Welcome to Supreme Court Opinions. In this episode, you’ll hear the Court’s opinion in Bissonnette v LePage Bakeries Park St., LLC.
In this case, the court considered this issue: To be exempt from the Federal Arbitration Act, must a class of workers that is actively engaged in interstate transportation also be employed by a company in the transportation industry?
The case was decided on April 12, 2024.
The Supreme Court held that a transportation worker need not work in the transportation industry to be exempt from coverage under Section 1 of the Federal Arbitration Act. Chief Justice John Roberts authored the unanimous opinion of the Court.
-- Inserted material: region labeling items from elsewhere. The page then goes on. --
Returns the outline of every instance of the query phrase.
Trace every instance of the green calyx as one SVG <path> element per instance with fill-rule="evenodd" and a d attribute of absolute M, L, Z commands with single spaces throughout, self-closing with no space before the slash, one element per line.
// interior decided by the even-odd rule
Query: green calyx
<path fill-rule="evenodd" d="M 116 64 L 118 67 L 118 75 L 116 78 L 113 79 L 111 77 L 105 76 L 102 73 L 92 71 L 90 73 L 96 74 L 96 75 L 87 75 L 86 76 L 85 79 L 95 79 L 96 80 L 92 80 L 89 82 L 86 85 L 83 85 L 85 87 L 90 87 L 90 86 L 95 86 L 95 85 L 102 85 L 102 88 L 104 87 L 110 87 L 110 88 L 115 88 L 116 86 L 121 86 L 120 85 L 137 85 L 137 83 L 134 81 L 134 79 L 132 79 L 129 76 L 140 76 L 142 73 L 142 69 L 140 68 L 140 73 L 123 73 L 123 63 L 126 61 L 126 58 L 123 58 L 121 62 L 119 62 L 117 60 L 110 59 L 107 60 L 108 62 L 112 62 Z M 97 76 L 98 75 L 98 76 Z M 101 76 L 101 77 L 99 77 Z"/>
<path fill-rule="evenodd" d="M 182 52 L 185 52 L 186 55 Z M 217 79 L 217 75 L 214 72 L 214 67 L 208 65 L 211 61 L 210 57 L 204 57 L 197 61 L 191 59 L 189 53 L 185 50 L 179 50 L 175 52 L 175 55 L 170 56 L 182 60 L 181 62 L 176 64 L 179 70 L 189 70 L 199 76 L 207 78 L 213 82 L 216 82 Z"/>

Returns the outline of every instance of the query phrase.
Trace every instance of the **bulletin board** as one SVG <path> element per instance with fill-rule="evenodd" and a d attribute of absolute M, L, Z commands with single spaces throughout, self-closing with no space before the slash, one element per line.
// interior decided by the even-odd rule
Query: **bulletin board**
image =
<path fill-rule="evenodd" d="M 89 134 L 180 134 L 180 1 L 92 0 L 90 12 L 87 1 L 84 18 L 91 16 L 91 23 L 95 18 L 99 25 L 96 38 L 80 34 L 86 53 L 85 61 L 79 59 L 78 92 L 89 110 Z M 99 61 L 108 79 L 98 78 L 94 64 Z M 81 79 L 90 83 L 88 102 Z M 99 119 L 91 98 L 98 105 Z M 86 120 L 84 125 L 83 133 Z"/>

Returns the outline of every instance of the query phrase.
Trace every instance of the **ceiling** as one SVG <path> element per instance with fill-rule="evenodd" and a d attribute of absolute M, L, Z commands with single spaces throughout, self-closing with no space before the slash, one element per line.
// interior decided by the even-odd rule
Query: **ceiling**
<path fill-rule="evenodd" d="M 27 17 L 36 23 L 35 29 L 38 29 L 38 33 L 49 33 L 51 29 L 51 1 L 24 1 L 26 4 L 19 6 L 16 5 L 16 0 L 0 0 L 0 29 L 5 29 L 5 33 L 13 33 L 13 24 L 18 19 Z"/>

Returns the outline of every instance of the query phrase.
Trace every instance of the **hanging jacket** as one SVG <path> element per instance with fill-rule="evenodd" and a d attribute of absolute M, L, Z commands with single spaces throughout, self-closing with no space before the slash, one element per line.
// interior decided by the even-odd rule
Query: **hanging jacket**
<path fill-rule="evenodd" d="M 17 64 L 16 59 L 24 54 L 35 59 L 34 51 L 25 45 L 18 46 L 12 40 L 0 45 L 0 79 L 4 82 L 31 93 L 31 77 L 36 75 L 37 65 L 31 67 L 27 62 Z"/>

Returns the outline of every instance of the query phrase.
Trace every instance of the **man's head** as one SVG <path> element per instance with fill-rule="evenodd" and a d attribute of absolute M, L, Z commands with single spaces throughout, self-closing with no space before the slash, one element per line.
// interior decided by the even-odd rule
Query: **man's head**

In Circuit City v Adams, the Court held that Section 1’s exemption covers “transportation workers” based on the characteristics shared by the specific categories of “seamen” and “railroad employees” mentioned in the statute. In the more recent Southwest Airlines v Saxon case, the Court rejected an “industrywide” approach, emphasizing that the focus is on the work the individual performs, not the industry of their employer. The Court reasoned that imposing a “transportation industry” requirement would lead to complex line-drawing problems about what counts as that industry. Moreover, the statutory text and precedent do not support limiting “seamen” and “railroad employees” to particular industries. While there is a legitimate concern that Section 1 might be read too broadly, transportation workers play a direct and necessary role in the interstate transport of goods, ensuring that the exemption remains appropriately narrow. Therefore, the appeals court erred in compelling arbitration solely because the workers were in the bakery industry.